PI-CoF: A Bilevel Optimization Framework for Solving Active Learning Problems using Physics-Information

Physics informed neural networks (PINNs) have recently been proposed as surrogate models for solving process optimization problems. However, in an active learning setting collecting enough data for reliably training PINNs poses a challenge. This study proposes a broadly applicable method for incorporating physics information into existing machine learning (ML) models of any type. The proposed method - referred to as PI-CoF for Physics-Informed Correction Factors - introduces additive or multiplicative correction factors for pointwise inference, which are identified by solving a regularized unconstrained optimization problem for reconciliation of physics information and ML model predictions.
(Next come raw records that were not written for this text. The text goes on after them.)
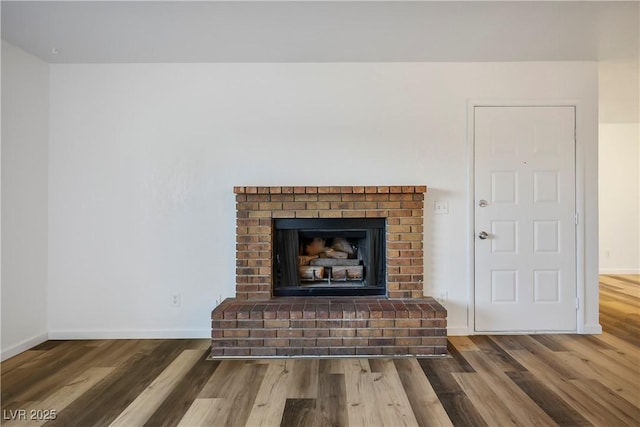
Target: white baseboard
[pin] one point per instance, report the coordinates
(591, 329)
(457, 331)
(620, 271)
(25, 345)
(103, 334)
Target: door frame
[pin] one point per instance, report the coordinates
(579, 199)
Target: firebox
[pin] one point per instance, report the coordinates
(329, 257)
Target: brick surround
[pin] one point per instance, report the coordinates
(402, 206)
(256, 324)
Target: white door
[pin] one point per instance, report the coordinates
(525, 264)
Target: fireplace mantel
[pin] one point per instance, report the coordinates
(401, 206)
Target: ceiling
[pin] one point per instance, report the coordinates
(321, 31)
(340, 31)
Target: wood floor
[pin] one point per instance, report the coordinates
(549, 380)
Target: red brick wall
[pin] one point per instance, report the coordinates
(402, 206)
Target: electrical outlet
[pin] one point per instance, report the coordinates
(175, 300)
(441, 207)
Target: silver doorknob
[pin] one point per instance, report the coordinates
(483, 235)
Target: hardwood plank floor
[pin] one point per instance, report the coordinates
(542, 380)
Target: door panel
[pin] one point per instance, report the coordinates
(525, 268)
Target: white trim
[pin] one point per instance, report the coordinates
(102, 334)
(592, 329)
(581, 327)
(619, 271)
(22, 346)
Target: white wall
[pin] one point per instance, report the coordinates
(619, 157)
(25, 121)
(143, 158)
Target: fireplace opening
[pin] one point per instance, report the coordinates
(329, 257)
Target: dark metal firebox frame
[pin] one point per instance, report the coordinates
(374, 280)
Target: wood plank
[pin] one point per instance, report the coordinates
(488, 404)
(331, 402)
(203, 412)
(104, 402)
(561, 413)
(393, 403)
(175, 406)
(299, 413)
(424, 401)
(148, 401)
(584, 403)
(236, 384)
(61, 398)
(624, 410)
(20, 360)
(362, 409)
(272, 395)
(456, 403)
(525, 411)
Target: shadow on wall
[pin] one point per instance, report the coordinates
(436, 242)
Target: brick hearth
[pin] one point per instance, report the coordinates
(340, 326)
(255, 324)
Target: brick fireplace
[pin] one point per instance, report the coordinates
(400, 322)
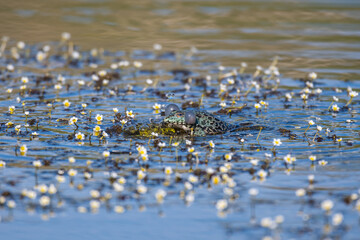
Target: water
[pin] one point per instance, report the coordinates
(307, 36)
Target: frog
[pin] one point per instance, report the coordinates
(197, 123)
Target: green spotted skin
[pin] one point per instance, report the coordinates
(205, 124)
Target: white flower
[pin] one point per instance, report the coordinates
(337, 219)
(2, 164)
(44, 201)
(253, 192)
(141, 189)
(157, 106)
(130, 114)
(335, 108)
(300, 192)
(221, 204)
(72, 172)
(353, 94)
(99, 117)
(312, 76)
(37, 163)
(106, 154)
(277, 142)
(261, 173)
(160, 195)
(168, 170)
(327, 205)
(222, 104)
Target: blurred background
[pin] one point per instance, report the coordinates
(321, 36)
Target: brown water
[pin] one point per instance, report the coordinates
(307, 35)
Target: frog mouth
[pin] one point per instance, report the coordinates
(177, 126)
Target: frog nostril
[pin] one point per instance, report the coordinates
(170, 108)
(190, 117)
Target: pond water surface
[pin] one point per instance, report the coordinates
(275, 65)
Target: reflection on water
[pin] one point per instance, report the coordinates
(243, 187)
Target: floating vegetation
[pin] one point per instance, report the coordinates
(81, 129)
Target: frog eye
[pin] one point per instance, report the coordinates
(170, 108)
(190, 117)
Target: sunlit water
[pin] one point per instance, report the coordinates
(310, 36)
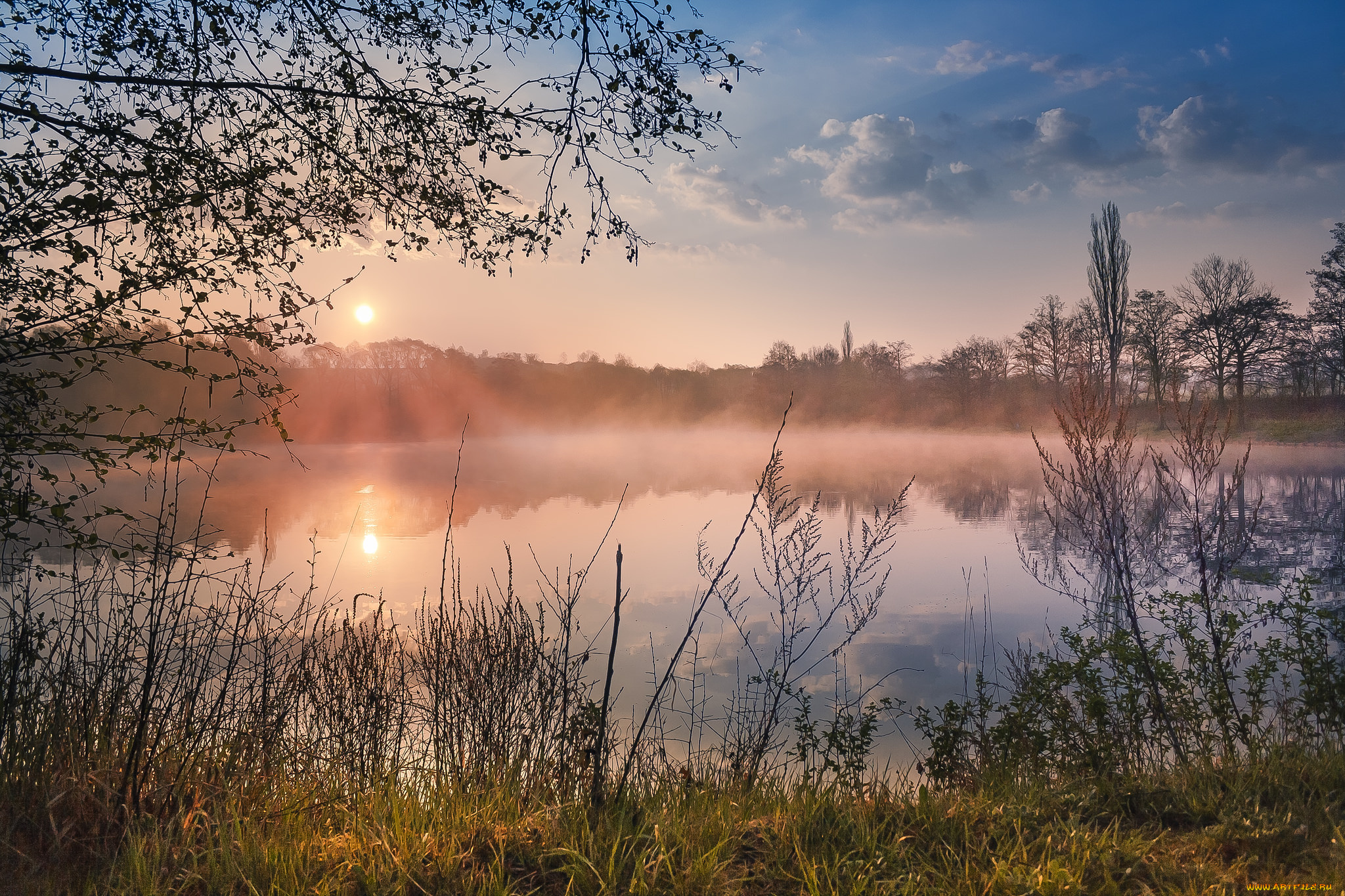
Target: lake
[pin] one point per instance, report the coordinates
(370, 521)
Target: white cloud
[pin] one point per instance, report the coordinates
(1180, 214)
(1061, 137)
(1038, 191)
(1071, 73)
(715, 191)
(1210, 135)
(701, 253)
(887, 174)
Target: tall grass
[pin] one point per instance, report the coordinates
(169, 725)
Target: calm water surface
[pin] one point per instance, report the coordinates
(376, 515)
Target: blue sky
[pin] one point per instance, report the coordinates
(927, 169)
When ML models are used in an optimization context, using the proposed approach translates into a bilevel optimization problem, where the reconciliation problem is solved as an inner problem each time before evaluating the objective and constraint functions of the outer problem. The utility of the proposed approach is demonstrated through a numerical example, emphasizing constraint satisfaction in a safe Bayesian optimization (BO) setting. Furthermore, a simulation study is carried out by using PI-CoF for the real-time optimization of a fuel cell system. The results show reduced fuel consumption and better reference tracking performance when using the proposed PI-CoF approach in comparison to a constrained BO algorithm not using physics information.